They pushed a multitude of young men into the bay in rapid-fire release until the area was filled with the cries of the wounded.  My eyes shifted to a young man as he looked about with a gaze that appeared sightless.  He had bare cheeks and widened eyes and looked like a boy I’d find cruising the local high school, not one wearing a shredded uniform.  A chaplain rushed to his side, held his hand and leaned in to whisper.  The boy’s eyes held mine.  They weren’t sightless.

Instead, they’d seen too much.

I know the exact moment that I stepped into adulthood, when I held the eyes of that boy and realized, my world was not a safe, insular bubble, but that boys and girls like these put themselves on the line to give those back home the appearance that it was.

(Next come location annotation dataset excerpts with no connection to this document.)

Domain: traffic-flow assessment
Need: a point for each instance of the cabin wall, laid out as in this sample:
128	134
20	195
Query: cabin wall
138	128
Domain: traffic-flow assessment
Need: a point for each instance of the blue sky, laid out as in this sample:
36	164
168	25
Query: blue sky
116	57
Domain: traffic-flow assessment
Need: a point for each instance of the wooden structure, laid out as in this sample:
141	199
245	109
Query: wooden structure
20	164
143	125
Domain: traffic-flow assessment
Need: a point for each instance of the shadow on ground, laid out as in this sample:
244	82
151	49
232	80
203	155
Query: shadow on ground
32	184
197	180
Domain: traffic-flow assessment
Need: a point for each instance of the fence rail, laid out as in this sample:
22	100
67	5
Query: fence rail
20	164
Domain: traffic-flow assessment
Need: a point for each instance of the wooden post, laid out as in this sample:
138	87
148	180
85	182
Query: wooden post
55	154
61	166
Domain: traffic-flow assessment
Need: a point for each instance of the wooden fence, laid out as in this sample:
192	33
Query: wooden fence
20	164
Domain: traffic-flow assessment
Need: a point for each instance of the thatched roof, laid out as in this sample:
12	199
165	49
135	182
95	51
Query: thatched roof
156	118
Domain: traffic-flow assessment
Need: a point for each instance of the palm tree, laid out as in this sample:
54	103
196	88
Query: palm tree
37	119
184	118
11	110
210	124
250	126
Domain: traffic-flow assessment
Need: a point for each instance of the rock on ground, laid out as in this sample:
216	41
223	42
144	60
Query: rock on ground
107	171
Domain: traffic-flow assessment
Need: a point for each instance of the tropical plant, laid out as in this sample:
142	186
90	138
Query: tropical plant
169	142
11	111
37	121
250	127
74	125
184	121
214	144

I have not been the same.  And I still pray for that boy.

I have a habit that embarrasses my family.  When I’m in the community and my paths cross with a military member in uniform, I approach him or her, hold out my hand and say, “Thank you for your service.”  I’ve never had a man or woman turn away from that handshake and occasionally I see an expression of gratitude cross their faces, but the gesture isn’t about them.

It’s for me. 

To express the deep gratitude I feel for living in a country where I matter and knowing what I believe in is important enough for the sacrifice.

God bless our veterans.  Today and always.